Tip: Use force=true when you want a clean rebuild of the target variant instead of starting from cached artifacts.

What Is Persistent and What Is Temporary

Not every file created during generation lives under DATA_DIR.

Persistent data:

  • docsfy.db
  • projects/.../plan.json
  • projects/.../cache/pages/*.md
  • projects/.../site/

Temporary data:

  • remote repository clones
  • temporary validation work directories
  • temporary archive files used while streaming a download

Remote repos are cloned into a temporary directory, not into DATA_DIR:

# Remote repository - clone to temp dir
if repo_url is None:
    msg = "repo_url must be provided for remote repositories"
    raise ValueError(msg)
with tempfile.TemporaryDirectory() as tmp_dir:
    repo_dir, commit_sha, _ = await asyncio.to_thread(
        clone_repo, repo_url, Path(tmp_dir), branch=branch
    )

The clone itself is a shallow git clone --depth 1:

def clone_repo(
    repo_url: str, base_dir: Path, branch: str | None = None
) -> tuple[Path, str, str]:
    repo_name = extract_repo_name(repo_url)
    repo_path = base_dir / repo_name
    logger.info(f"Cloning {repo_name} to {repo_path}")
    clone_cmd = ["git", "clone", "--depth", "1"]
    if branch:
        clone_cmd += ["--branch", branch]

Validation work happens in a temporary directory that is removed afterward:

job_id = str(uuid.uuid4())
job_dir = Path(tempfile.mkdtemp(prefix=f"docsfy-validation-{job_id}-"))

try:
    coroutines = [
        _validate_single_page(
            slug=slug,
            content=content,
            repo_path=repo_path,
            ai_provider=ai_provider,
            ai_model=ai_model,
            cache_dir=cache_dir,
            project_name=project_name,
            page_title=slug_meta.get(slug, {}).get("title", slug),
            page_description=slug_meta.get(slug, {}).get("description", ""),
            job_dir=job_dir,
            ai_cli_timeout=ai_cli_timeout,
        )
        for slug, content in pages.items()
    ]
    results = await run_parallel_with_limit(
        coroutines, max_concurrency=MAX_CONCURRENT_PAGES
    )
finally:
    shutil.rmtree(job_dir, ignore_errors=True)

Download archives are also temporary and are deleted after they are streamed:

async def _stream_tarball(site_dir: Path, archive_name: str) -> StreamingResponse:
    """Create a tar.gz archive and stream it as a response."""
    tmp = tempfile.NamedTemporaryFile(suffix=".tar.gz", delete=False)
    tar_path = Path(tmp.name)
    tmp.close()

    def _create_archive() -> None:
        with tarfile.open(tar_path, mode="w:gz") as tar:
            tar.add(str(site_dir), arcname=archive_name)

    async def _stream_and_cleanup() -> AsyncIterator[bytes]:
        try:
            f = await asyncio.to_thread(open, tar_path, "rb")
            try:
                while True:
                    chunk = await asyncio.to_thread(f.read, _STREAM_CHUNK_SIZE)
                    if not chunk:
                        break
                    yield chunk
            finally:
                await asyncio.to_thread(f.close)
        finally:
            tar_path.unlink(missing_ok=True)

When you generate from repo_path instead of repo_url, docsfy uses that repository in place.

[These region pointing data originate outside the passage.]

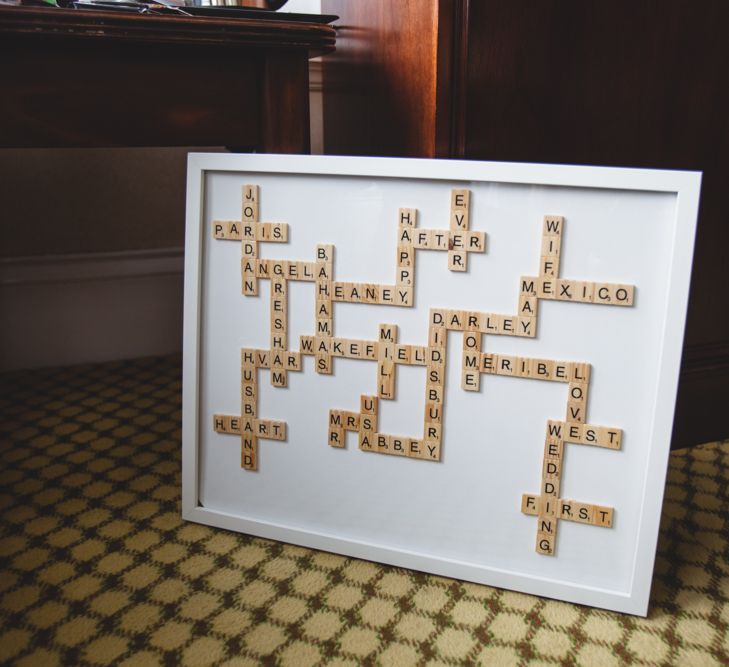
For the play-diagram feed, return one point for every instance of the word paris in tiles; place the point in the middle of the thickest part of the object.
(386, 353)
(508, 335)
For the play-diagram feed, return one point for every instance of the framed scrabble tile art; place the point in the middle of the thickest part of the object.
(464, 368)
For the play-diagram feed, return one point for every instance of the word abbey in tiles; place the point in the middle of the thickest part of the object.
(459, 243)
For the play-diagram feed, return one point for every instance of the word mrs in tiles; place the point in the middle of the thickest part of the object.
(384, 349)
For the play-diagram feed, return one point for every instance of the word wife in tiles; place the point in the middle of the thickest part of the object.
(387, 352)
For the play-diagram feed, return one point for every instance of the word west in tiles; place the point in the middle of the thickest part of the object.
(387, 352)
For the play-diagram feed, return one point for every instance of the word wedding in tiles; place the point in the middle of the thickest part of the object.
(463, 239)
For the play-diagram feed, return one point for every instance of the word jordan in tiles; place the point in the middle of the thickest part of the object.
(387, 352)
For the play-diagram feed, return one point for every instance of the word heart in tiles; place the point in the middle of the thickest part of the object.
(387, 352)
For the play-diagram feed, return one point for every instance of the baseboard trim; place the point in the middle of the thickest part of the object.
(69, 309)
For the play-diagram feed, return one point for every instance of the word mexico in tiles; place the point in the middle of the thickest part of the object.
(386, 352)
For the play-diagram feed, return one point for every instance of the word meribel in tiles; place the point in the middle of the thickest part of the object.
(387, 352)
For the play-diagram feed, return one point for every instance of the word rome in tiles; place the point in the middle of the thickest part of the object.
(462, 242)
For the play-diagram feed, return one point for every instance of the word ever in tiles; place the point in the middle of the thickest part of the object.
(386, 352)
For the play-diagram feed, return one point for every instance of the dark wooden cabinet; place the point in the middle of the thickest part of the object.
(630, 83)
(99, 79)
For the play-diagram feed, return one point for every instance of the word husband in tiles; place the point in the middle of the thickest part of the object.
(386, 352)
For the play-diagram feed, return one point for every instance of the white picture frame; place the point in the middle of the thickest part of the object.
(459, 516)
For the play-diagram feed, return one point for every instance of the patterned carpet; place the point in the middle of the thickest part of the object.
(96, 567)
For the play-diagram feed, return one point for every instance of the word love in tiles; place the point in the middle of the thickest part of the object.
(386, 352)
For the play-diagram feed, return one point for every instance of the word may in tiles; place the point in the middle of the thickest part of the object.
(387, 352)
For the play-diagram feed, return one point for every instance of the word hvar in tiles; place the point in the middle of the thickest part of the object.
(386, 352)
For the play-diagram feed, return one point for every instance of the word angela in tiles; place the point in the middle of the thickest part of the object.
(384, 349)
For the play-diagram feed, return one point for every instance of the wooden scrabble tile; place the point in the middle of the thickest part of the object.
(249, 452)
(398, 445)
(577, 392)
(545, 544)
(571, 510)
(368, 404)
(507, 365)
(250, 211)
(219, 228)
(367, 440)
(437, 336)
(350, 420)
(551, 245)
(455, 320)
(387, 294)
(383, 443)
(509, 325)
(368, 422)
(460, 199)
(547, 287)
(404, 295)
(575, 412)
(476, 241)
(405, 255)
(456, 260)
(421, 238)
(279, 377)
(549, 267)
(221, 423)
(431, 450)
(529, 504)
(542, 369)
(602, 516)
(548, 506)
(336, 436)
(491, 323)
(387, 333)
(573, 432)
(457, 241)
(403, 276)
(553, 448)
(439, 239)
(553, 225)
(547, 525)
(433, 412)
(566, 290)
(434, 393)
(551, 469)
(624, 294)
(436, 358)
(584, 291)
(527, 305)
(528, 285)
(250, 193)
(611, 438)
(527, 327)
(523, 367)
(418, 355)
(472, 341)
(470, 380)
(323, 363)
(325, 253)
(489, 362)
(580, 372)
(407, 217)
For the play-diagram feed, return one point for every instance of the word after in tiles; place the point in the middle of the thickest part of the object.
(462, 243)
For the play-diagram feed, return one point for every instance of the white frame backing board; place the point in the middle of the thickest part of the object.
(508, 336)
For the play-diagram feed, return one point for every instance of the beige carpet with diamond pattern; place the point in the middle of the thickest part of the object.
(97, 568)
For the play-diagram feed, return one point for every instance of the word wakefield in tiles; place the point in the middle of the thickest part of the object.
(293, 323)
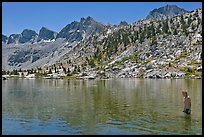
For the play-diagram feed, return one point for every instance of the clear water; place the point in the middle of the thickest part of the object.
(117, 106)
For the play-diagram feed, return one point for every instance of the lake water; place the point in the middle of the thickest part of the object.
(115, 106)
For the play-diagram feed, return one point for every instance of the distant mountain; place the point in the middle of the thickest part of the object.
(123, 23)
(46, 34)
(76, 31)
(4, 38)
(27, 35)
(166, 11)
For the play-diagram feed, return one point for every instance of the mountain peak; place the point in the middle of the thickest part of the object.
(46, 34)
(166, 11)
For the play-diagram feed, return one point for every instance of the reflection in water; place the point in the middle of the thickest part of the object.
(117, 106)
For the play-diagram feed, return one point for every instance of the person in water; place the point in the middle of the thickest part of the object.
(187, 103)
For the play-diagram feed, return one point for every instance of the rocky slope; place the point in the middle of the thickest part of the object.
(46, 34)
(166, 11)
(149, 48)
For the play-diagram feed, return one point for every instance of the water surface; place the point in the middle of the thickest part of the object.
(116, 106)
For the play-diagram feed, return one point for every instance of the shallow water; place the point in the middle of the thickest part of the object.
(116, 106)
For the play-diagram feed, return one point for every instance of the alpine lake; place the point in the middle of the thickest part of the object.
(100, 107)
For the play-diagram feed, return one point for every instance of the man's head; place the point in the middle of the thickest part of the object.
(184, 93)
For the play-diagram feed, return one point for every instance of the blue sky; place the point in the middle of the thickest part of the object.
(17, 16)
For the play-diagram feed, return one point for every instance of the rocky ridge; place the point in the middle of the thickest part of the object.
(149, 48)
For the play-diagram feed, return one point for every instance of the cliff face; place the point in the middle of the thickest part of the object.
(166, 11)
(149, 48)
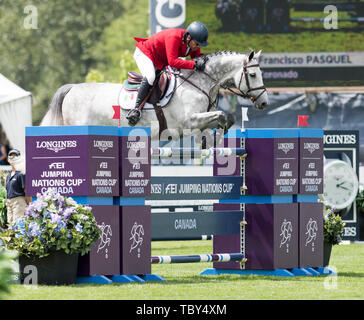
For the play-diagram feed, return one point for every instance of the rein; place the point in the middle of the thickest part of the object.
(241, 93)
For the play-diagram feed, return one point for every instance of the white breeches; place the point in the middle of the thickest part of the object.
(145, 65)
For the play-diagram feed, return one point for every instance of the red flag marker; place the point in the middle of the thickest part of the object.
(301, 121)
(116, 113)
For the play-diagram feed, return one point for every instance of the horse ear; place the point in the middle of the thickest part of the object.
(251, 55)
(257, 55)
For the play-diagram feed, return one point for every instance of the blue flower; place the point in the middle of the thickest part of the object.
(61, 225)
(78, 228)
(33, 229)
(67, 212)
(55, 218)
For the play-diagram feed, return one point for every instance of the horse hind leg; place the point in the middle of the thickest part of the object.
(207, 120)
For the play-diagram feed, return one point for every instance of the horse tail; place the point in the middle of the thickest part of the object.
(54, 116)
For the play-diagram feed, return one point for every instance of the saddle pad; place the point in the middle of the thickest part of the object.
(129, 93)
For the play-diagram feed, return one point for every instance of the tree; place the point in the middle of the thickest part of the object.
(55, 50)
(114, 51)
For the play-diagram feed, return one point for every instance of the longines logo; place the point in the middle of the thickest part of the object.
(311, 231)
(103, 145)
(285, 147)
(137, 231)
(56, 146)
(105, 239)
(311, 147)
(340, 139)
(286, 233)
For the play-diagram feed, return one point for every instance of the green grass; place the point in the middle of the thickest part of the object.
(185, 283)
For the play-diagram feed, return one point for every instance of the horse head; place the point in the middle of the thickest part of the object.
(249, 81)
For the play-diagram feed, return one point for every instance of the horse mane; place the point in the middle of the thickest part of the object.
(223, 53)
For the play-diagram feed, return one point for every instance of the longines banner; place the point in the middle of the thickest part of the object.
(313, 67)
(166, 14)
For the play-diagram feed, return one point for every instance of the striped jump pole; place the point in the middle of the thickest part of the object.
(197, 153)
(216, 257)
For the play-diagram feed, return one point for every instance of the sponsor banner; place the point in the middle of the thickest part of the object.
(315, 76)
(73, 165)
(166, 14)
(337, 145)
(311, 166)
(177, 188)
(195, 224)
(311, 59)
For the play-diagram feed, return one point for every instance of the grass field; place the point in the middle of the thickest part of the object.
(184, 283)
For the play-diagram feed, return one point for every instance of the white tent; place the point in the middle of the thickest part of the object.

It does not copy the repo into DATA_DIR first.

Tip: In Docker, repo_path must exist inside the container. With the included Compose file, a repo placed under host ./data is visible in the container under /data.

What to Back Up

For a complete server backup, keep the whole DATA_DIR together.

  • docsfy.db preserves variant metadata, users, access rules, and session state.
  • projects/ preserves the actual generated artifacts.

If you restore only one of those, the database and filesystem can drift out of sync.

If you use the CLI from a developer workstation or admin machine, its connection profiles live in a separate, client-side file:

CONFIG_DIR = Path.home() / ".config" / "docsfy"
CONFIG_FILE = CONFIG_DIR / "config.toml"

def _save_config(config: dict[str, Any]) -> None:
    """Write config to disk with secure permissions."""
    CONFIG_DIR.mkdir(parents=True, exist_ok=True)
    os.chmod(CONFIG_DIR, stat.S_IRWXU)
    with open(CONFIG_FILE, "wb") as f:
        tomli_w.dump(config, f)
    os.chmod(CONFIG_FILE, stat.S_IRUSR | stat.S_IWUSR)

Warning: ~/.config/docsfy/config.toml is not part of server runtime storage, but it may contain CLI credentials. Back it up carefully and keep its permissions private.